The majority’s unusually short and dismissive response to the dissent signals its “very palpable frustration” with McFerran delaying the board’s progress on both rulemaking and case decisions, said Mark Kisicki, an attorney with management-side firm Ogletree Deakins Nash Smoak & Stewart. Kisicki said that based on that response, he expects Ring to implement deadlines on McFerran in order to speed things up.
Formal publication of the proposed rule in the Federal Register on Aug. 12 will kick off a 60-day comment period.
The change to the blocking charge policy, which pauses elections when unions or employers file unfair labor practice charges, is the most significant part of the NLRB’s proposed rule, labor law observers said.
“Blocking charge is the one area that unions take advantage of the rules to gum up the works,” said Jeffrey Hirsch, a law professor at the University of North Carolina who has written about the policy. “I’ve supported addressing it as part of a larger set of reforms. The NLRB’s approach to elections is tilted against unions, so just addressing blocking charge isn’t particularly fair.”
The policy should be changed because it can cause indefinite delay, the board said. The proposal would let those elections happen and then impound the vote until there’s a final determination on the charges.

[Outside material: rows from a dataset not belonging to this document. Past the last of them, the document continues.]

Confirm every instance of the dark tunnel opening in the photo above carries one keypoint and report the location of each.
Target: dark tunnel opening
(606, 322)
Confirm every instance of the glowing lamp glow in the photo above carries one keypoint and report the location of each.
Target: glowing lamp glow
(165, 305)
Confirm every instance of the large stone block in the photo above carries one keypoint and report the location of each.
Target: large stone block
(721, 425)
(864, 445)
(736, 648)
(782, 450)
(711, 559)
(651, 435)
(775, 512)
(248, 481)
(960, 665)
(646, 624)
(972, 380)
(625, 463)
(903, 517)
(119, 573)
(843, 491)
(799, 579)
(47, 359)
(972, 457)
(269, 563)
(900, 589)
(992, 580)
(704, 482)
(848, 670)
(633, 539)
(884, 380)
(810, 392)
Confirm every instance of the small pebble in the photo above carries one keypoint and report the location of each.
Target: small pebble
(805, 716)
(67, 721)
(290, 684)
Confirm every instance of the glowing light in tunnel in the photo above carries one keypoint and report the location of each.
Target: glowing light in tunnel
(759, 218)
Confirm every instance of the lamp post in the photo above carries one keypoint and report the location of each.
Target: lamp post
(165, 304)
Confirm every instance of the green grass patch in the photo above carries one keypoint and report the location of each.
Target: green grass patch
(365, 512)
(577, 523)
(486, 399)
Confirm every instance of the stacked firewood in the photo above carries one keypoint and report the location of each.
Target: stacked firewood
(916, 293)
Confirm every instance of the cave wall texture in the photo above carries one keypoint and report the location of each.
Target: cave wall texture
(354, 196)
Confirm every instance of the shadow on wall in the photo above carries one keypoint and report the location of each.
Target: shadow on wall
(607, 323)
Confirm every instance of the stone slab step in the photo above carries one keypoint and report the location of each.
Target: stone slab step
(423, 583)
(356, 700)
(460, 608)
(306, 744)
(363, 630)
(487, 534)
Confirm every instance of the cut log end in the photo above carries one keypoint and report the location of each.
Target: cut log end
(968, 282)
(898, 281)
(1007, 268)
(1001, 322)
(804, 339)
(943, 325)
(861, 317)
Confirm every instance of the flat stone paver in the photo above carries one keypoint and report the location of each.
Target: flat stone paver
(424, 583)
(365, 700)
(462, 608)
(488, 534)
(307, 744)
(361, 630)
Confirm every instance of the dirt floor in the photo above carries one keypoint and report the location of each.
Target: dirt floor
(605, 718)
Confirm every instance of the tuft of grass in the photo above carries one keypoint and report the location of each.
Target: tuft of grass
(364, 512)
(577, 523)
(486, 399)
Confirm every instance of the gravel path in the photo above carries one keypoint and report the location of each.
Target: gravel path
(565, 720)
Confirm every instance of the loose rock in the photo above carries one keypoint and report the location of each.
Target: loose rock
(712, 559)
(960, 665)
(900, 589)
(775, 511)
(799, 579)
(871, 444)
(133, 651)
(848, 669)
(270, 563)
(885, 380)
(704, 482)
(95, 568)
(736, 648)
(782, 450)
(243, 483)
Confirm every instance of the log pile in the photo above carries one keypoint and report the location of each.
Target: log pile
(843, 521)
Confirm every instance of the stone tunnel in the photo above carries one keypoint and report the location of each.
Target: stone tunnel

That proposal “represents a compromise” because it would take a union’s accusations seriously and allow the agency to investigate them while the ballots are in the box, said Steven Bernstein, co-chair of labor relations at the employer-side firm Fisher & Phillips.
But the Republican members’ vote-and-impound proposal would undermine worker rights and force them to participate in elections under coercive conditions, McFerran said.
The current voluntary recognition bar, the board says, can delay a vote to challenge a union’s majority support by as many as four years. The proposed rule would require employers to tell their workers that they’ve voluntarily recognized a union. It also would create a 45-day window to ask for a decertification election following the voluntary recognition.
The proposal would repeal the NLRB’s Obama-era ruling in Lamons Gasket, which created the current recognition bar, and reinstate the notice requirement and window period from its 2007 decision in Dana Corp.
But McFerran said the proposal would discourage establishing bargaining relationships by voluntary recognition.
“The proposed rule is obviously meant to make it harder for unions,” said Nathan Ring, a union attorney at the Urban Law Firm.
Recognition in Construction Industry
In its 2001 decision Staunton Fuel & Material, the NLRB set forth how a union in the construction industry can go from a pre-hire agreement with an employer to a full bargaining relationship. The union must prove that it got recognition from the employer and it demonstrated—or just offered to demonstrate—to the employer that it had majority support from workers, according to the ruling.
But the Staunton Fuel standard merits revision because it can allow an employer and a union to establish a full bargaining relationship based on contract language alone, the board said. The proposal would require actual evidence of majority employee support.
The GOP majority’s proposal, however, will disrupt the labor-management balance in the construction industry, McFerran said.